Sicsú destaca que o capitalismo pós-Segunda Guerra Mundial da social-democracia europeia conseguiu dar o exemplo de que é possível construir um estado com pacto social para todos, especialmente para os trabalhadores — que surgiu justamente como uma reação ao avanço do projeto socialista da União Soviética. O modelo atual, por sua vez, vai contra este movimento, na direção de reduzir renda e direitos, afetando, portanto, a qualidade de vida da maioria da população.

Em conversa com o Jornal do Brasil por telefone, o professor ressaltou que está em curso no capitalismo um movimento de concentração de renda e de riqueza muito acentuado. De acordo com ele, isto é resultado de lucros elevadíssimos, valorização e especulação imobiliária e da redução de pagamento de impostos por parte dos mais ricos –milionários, bilionários, grandes empresários e multinacionais. 

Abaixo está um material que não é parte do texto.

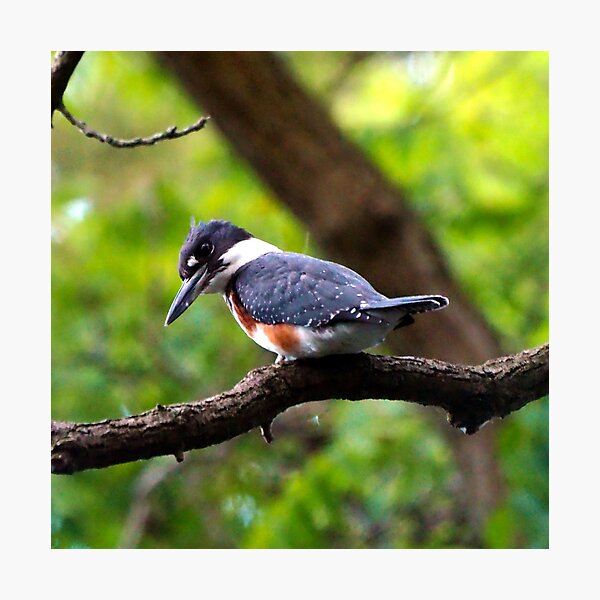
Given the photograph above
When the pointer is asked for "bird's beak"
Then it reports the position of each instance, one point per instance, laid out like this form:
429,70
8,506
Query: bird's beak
190,289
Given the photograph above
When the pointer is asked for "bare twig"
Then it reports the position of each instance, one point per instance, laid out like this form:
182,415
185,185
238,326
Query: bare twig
62,68
471,395
170,133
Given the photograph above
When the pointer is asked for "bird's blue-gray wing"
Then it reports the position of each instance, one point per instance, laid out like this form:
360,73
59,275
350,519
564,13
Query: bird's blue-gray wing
284,287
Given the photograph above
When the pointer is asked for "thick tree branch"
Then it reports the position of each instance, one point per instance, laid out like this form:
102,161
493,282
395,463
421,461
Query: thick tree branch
471,395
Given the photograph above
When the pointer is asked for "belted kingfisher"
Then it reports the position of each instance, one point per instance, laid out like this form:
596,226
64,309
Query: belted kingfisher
292,304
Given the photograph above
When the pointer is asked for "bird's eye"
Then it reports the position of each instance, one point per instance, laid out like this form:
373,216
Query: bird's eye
205,250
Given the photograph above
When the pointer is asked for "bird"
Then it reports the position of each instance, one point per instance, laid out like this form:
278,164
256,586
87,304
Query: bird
291,304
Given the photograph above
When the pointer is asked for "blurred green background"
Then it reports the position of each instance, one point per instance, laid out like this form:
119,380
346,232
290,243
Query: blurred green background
465,133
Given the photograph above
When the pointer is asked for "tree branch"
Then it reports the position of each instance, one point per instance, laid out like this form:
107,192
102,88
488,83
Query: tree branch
171,133
62,68
471,395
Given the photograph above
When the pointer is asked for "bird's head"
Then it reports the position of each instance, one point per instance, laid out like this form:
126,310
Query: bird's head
211,254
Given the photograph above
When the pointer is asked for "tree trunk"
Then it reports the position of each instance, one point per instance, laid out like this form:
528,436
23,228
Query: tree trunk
357,217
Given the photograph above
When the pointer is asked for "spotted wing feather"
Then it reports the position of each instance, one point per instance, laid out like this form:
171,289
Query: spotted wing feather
284,287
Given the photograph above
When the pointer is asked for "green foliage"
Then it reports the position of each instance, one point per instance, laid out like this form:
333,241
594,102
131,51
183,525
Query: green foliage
465,133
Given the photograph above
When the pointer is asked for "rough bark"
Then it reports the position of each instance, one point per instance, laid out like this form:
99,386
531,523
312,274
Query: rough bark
470,395
356,216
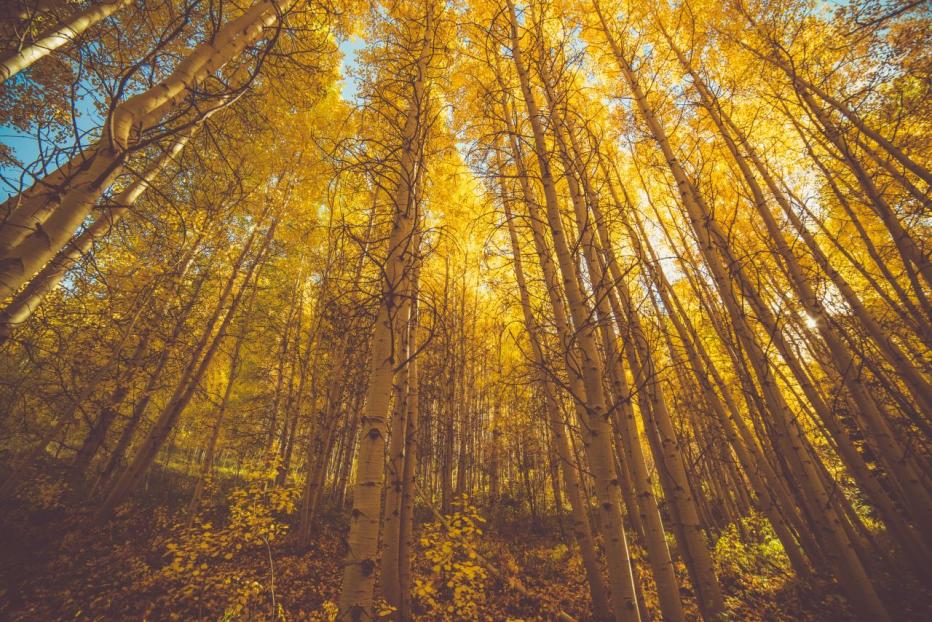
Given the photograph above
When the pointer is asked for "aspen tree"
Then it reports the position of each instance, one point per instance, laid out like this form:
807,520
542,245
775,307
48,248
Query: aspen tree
356,593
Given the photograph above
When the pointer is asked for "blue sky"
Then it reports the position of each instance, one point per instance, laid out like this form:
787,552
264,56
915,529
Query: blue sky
25,146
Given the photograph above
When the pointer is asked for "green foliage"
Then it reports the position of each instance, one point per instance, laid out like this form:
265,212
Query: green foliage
455,586
750,557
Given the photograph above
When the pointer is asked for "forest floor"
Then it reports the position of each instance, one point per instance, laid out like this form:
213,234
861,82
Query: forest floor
57,564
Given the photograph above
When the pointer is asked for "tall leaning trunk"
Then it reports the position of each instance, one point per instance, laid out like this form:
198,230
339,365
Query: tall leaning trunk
357,588
64,33
713,245
204,352
39,221
606,478
582,530
409,470
27,301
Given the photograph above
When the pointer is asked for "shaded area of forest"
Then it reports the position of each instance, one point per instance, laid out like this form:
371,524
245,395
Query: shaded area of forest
141,566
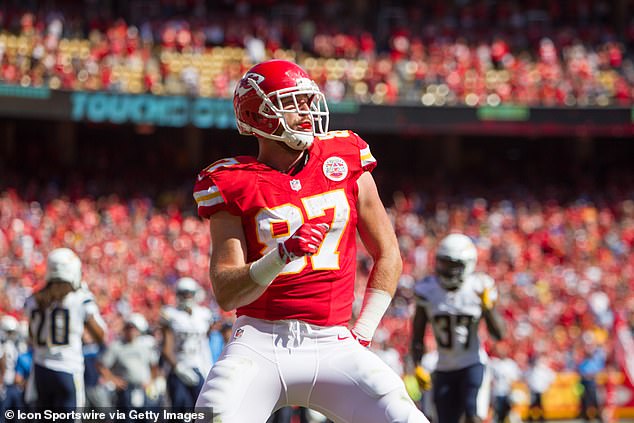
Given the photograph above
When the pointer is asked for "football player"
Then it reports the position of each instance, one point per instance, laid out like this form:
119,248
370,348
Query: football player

"Existe um achatamento de pagamento de impostos e elevação de renda dos mais ricos. O resultado é este, a vida está piorando para os trabalhadores em todos os países, mesmo naqueles que têm um capitalismo mais civilizado, como os países europeus, que tiveram um capitalismo civilizado até muito pouco tempo", esclarece o professor da UFRJ.

Para Sicsú, a situação precisa ser revertida não com uma simples mudança de técnica econômica ou de orientação de economistas. É preciso taxar grande fortunas — o que alguns países já fazem, como o Uruguai, a Argentina, a França. Mas é preciso fazer isto de forma global, promover um sistema tributário mais rigoroso no mundo inteiro. 

"É preciso ter uma visão mais ampla de reforma tributária, para enfrentar esta onda de grande concentração de renda e de riqueza no mundo, e no Brasil também, óbvio", esclarece o professor da UFRJ.

Um exemplo seria bloquear a atividade fiscal dos chamados paraísos fiscais, onde se concentra toda a riqueza do mundo. "Quando se deixa de pagar impostos nos países de origem, reduz-se a qualidade de vida dos trabalhadores, da sociedade desses países, porque os tributos que vão para governo se transformam em investimentos em saúde, educação", diz. "Os ricos nunca foram tão ricos como são hoje."

Fórum de Davos e a concentração de riqueza

A Oxfam, na ocasião do lançamento do relatório, pediu o fim da "era dos paraísos fiscais", apontando que nove em cada dez empresas entre "os sócios estratégicos" do Fórum Econômico Mundial de Davos "estão presentes em pelo menos um paraíso fiscal". 

Sicsú acrescenta que a reunião de líderes em Davos é um "encontro da riqueza mundial" para traçar políticas de mais concentração de renda e de riqueza, de reforçar o estímulo à privatizações e à redução de políticas de programas sociais. 

A sociedade, então, indica o economista, precisa realizar um movimento contrário, no sentido de estimular políticas de distribuição de renda e reformas tributárias, e dar uma resposta a políticas sociais e econômicas que prejudicam todos os trabalhadores.